車中、母は幼い私を飽きさせないように ” しりとり ” したり、”トランプ ” をしたり、時には甘い匂いのするちり紙(ティッシュとは言わない)を4等分の長方形に切って、角をくるっと丸めてバラの花びらを何枚も作り互い違いに重ねてバラの花を作ってくれたりもした。懐かしい記憶だ。子供にせがまれての旅は母にとってまだ若かったとはいえ結構大変だったと思う。

馬喰町に着いてからはあちこち問屋を回る母に、迷子にならないよう必死に着いて歩いたことを覚えている。そうしてにぎやかな問屋街の中で私が行きたかったお目当ての問屋さんがあったのだ。「ピ○チオ」、今もあるだろうか?靴を脱いで入ると広い畳敷きの部屋で壁一面が棚になっていて、ビニールに入ったセーターやブラウスなどの服がたくさん陳列してあった。今でもそのビニールで満たされた部屋の匂いが懐かしく思い出される。

ココアを飲むと思い出す

この問屋さんは幼いわたしにとってとても楽しみなことがあった。ここの店のおじさんが、まだ小学校に上がる前の私に細長い蓋付きの湯のみ茶碗にココアを入れて(この組み合わせがなんとも昭和っぽい)しかもお茶托にのせて出して下さった。

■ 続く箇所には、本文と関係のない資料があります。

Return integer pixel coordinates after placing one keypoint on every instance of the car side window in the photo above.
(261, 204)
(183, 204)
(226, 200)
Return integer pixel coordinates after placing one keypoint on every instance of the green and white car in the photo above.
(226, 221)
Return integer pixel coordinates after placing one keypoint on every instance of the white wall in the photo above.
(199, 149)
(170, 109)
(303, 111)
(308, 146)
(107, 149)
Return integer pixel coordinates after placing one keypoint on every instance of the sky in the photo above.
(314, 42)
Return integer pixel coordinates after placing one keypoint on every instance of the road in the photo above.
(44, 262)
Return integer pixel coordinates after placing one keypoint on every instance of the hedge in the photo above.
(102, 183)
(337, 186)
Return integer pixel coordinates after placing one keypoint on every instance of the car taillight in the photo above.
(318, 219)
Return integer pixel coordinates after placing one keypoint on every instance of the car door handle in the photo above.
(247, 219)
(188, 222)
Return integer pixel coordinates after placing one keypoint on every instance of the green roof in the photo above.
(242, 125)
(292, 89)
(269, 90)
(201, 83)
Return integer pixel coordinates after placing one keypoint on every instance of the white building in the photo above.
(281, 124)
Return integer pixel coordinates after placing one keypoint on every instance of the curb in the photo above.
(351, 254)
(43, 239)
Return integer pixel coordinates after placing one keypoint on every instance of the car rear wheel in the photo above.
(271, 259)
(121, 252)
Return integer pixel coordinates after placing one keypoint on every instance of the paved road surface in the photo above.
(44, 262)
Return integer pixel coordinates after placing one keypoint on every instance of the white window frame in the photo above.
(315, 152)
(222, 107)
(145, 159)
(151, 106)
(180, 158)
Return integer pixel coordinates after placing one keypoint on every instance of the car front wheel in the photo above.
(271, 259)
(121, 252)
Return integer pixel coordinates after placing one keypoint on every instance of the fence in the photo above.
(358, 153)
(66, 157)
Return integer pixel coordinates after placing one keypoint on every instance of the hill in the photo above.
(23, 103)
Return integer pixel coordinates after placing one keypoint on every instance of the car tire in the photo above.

蓋をとるとココアのいい匂い!まだ田舎では日常的にココアなんて飲んだことがなく、母が仕入れで寄るこの問屋さんで頂いたのが初めてだった。幼い私を丁寧にもてなしてくれたことが子供ながらに嬉しく幼児体験として今でもはっきり脳裏に焼き付いている。母が品物を選んでいる間、私はそのココアを少しづつ飲みながら待っていた。

仕入れが終わると、近くの『埼玉屋」で食事をしてお腹を満たし、その頃まだ路面電車が走っていた銀座へ出て、母が言うには今は誰でも気軽に入れるようになったけれど、昔は敷居が高い感じのしたという「○光」や、今はもう無くなってしまった和装小物の「白○丹」や「く○や」へ連れて行かれたりした。(ほとんど覚えてはいないが、、)その頃、母はそれほど余裕のある生活をしていた訳ではなかったと思うが、着道楽でたまに日本橋三越であつらえた着物を来ていたりした。銀座でのもう一つの楽しみは、たまに連れて行ってもらう数寄屋橋近くにある「不○屋レストラン」での食事。何を食べたかあんまり覚えていないが、お店ではペコちゃんの箱入りミルキーを買ってもらうのも楽しみだった。

いま銀座は昔とずいぶん変わってしまって思い出のお店も少なくなり、道行く人も変わりどこもどこも普通になってちょっとつまらなくなった。


帰りの汽車ではいつも決まって、冷凍みかんにゆで卵、アイスクリームだった。汽車の中でたべるアイスクリームは美味しくて格別の味がした。このごろ昔のことを良く思い出すようになったのは、年のせいかしら〜。